Any Suggestions, what I need is for the first table to send the EventInfo_ID
number over to the other two tables when a record is completed?

Thank you
 
J

John W. Vinson

I have a database with three tables that are One to One relationship. I have
a Primary Field in each table named EventInfo_ID. I have set the first
EventInfo_ID Field to Identity Yes, Identity Increment 1 and Identity Speed
1. I then set a relationship with the three Tables by the EventInfo_ID
fields.

This works well when I run my form with an Access database but not when I
run the same form with a SQL database. The last two tables do not complete

Any Suggestions, what I need is for the first table to send the EventInfo_ID
number over to the other two tables when a record is completed?

Thank you

The "child" tables - even a one to one relationship has directionality - will
not automagically fill in when a record is created in the parent table, either
in SQL or in Access/JET. How are you populating the tables in Access? With a
Form and Subform, using the parent EventInfo_ID as the Master and Child? That
should also work if the tables are in SQL.
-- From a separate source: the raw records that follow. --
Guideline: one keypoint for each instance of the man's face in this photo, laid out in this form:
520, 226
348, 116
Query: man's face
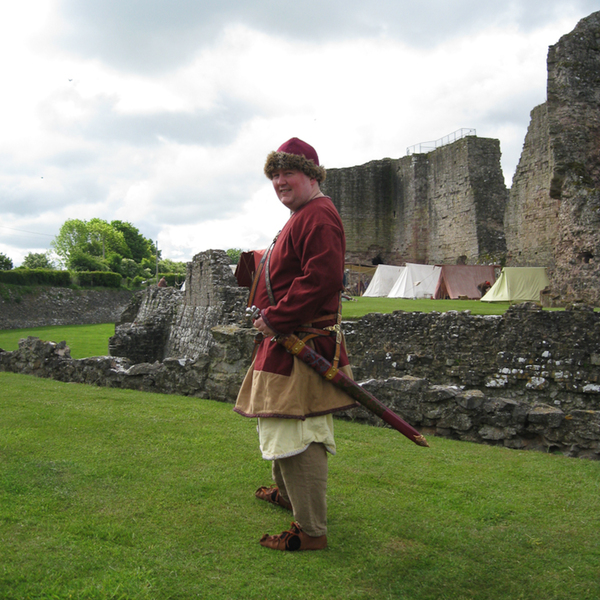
293, 188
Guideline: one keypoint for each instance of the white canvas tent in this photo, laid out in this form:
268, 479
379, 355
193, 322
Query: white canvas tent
416, 281
383, 280
518, 284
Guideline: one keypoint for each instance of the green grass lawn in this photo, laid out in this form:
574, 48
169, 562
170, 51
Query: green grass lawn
83, 340
109, 493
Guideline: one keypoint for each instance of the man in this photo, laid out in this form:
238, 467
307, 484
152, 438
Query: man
297, 289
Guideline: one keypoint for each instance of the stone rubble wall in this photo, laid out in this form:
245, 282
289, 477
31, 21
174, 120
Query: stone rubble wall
529, 379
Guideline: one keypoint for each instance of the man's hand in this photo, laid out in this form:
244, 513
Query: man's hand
263, 328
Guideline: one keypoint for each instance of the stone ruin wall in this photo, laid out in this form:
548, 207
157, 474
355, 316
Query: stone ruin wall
45, 306
437, 208
553, 215
527, 380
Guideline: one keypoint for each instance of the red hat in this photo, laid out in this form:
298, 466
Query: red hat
298, 155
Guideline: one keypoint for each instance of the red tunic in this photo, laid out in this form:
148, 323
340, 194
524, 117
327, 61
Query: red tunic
306, 274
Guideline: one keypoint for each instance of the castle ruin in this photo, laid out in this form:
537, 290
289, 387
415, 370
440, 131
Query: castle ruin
451, 205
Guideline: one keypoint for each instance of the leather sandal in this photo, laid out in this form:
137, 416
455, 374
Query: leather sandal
272, 495
294, 539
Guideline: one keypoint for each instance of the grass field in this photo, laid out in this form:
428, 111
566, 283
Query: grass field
83, 340
116, 494
92, 340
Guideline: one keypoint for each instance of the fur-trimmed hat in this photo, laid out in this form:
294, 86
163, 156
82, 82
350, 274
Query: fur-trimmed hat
298, 155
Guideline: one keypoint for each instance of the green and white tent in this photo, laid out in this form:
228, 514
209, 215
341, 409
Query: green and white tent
518, 284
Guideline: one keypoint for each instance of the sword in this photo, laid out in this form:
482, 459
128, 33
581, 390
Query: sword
294, 345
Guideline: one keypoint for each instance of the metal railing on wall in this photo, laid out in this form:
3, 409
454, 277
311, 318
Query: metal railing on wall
425, 147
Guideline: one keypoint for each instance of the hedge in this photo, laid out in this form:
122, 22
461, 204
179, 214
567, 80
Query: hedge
36, 277
97, 278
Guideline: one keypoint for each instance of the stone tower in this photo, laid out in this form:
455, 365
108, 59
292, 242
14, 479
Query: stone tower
446, 206
553, 215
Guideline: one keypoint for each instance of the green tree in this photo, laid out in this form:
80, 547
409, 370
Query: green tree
170, 266
95, 238
139, 246
81, 261
37, 260
5, 262
129, 268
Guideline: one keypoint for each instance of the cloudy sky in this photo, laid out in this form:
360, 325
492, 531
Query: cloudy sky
161, 113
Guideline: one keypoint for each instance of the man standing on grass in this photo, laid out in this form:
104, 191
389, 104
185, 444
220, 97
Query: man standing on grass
297, 289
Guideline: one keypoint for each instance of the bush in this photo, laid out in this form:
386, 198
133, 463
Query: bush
98, 278
80, 261
36, 277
Just note that one to one relationships are VERY rarely necessary. If you're
not Subclassing, Superclassing or using Table-based field level security, your
table design may need reconsideration. If you're using one to one
relationships to get around the 255 field limit, you almost *certainly* need
to reconsider your table structure - even 50 fields is an enormously wide
table, and 500 plus is simply wrong.

John W. Vinson [MVP]
 
F

Frank

John,

All three tables do contain the same record rows with different fields,
should I just combine into one table with 65 fields? I thought that this may
be too many fields in one table.

Thank you
 
J

John W. Vinson

John,

All three tables do contain the same record rows with different fields,
should I just combine into one table with 65 fields? I thought that this may
be too many fields in one table.

255 fields is "too many" for Access; 65 is too many for lots of relational
purists, but it's legal and I'll confess to having a couple of tables that big
in my apps. It's certainly MUCH less work to manage the data if it's all in
one table.

If you have some one-to-many relationships embedded within these 65 fields, by
all means split them out; telltale signs are data embedded in fieldnames
("January", "February" etc. as part of the fieldname for example), or fields
with 1, 2, 3 suffixes.

John W. Vinson [MVP]
 
A

Armen Stein

255 fields is "too many" for Access; 65 is too many for lots of relational
purists, but it's legal and I'll confess to having a couple of tables that big
in my apps. It's certainly MUCH less work to manage the data if it's all in
one table.

If you have some one-to-many relationships embedded within these 65 fields, by
all means split them out; telltale signs are data embedded in fieldnames
("January", "February" etc. as part of the fieldname for example), or fields
with 1, 2, 3 suffixes.

John W. Vinson [MVP]

We've designed hundreds of databases over many years. I don't think
we've EVER had 65 fields in one table. As John mentioned, any
date-specific or numbered columns shouldn't be there. And you might
want to look for lists of "attributes", like a series of checkboxes or
values associated with each record. What happens when you want to
start storing a new attribute? These can often be more flexibly
stored in a child table of attribute values.

One quick test for database design is this: Can the structure remain
unchanged and still handle normal business operation over time? If
the answer is no, then it is not well normalized.

Armen Stein
Microsoft Access MVP
www.JStreetTech.com
 
J

John W. Vinson

All three tables do contain the same record rows with different fields,
should I just combine into one table with 65 fields? I thought that this may
be too many fields in one table.

Just to follow up... if you would like, you could post the names of ten or
twenty fields and see if someone can make a suggestion.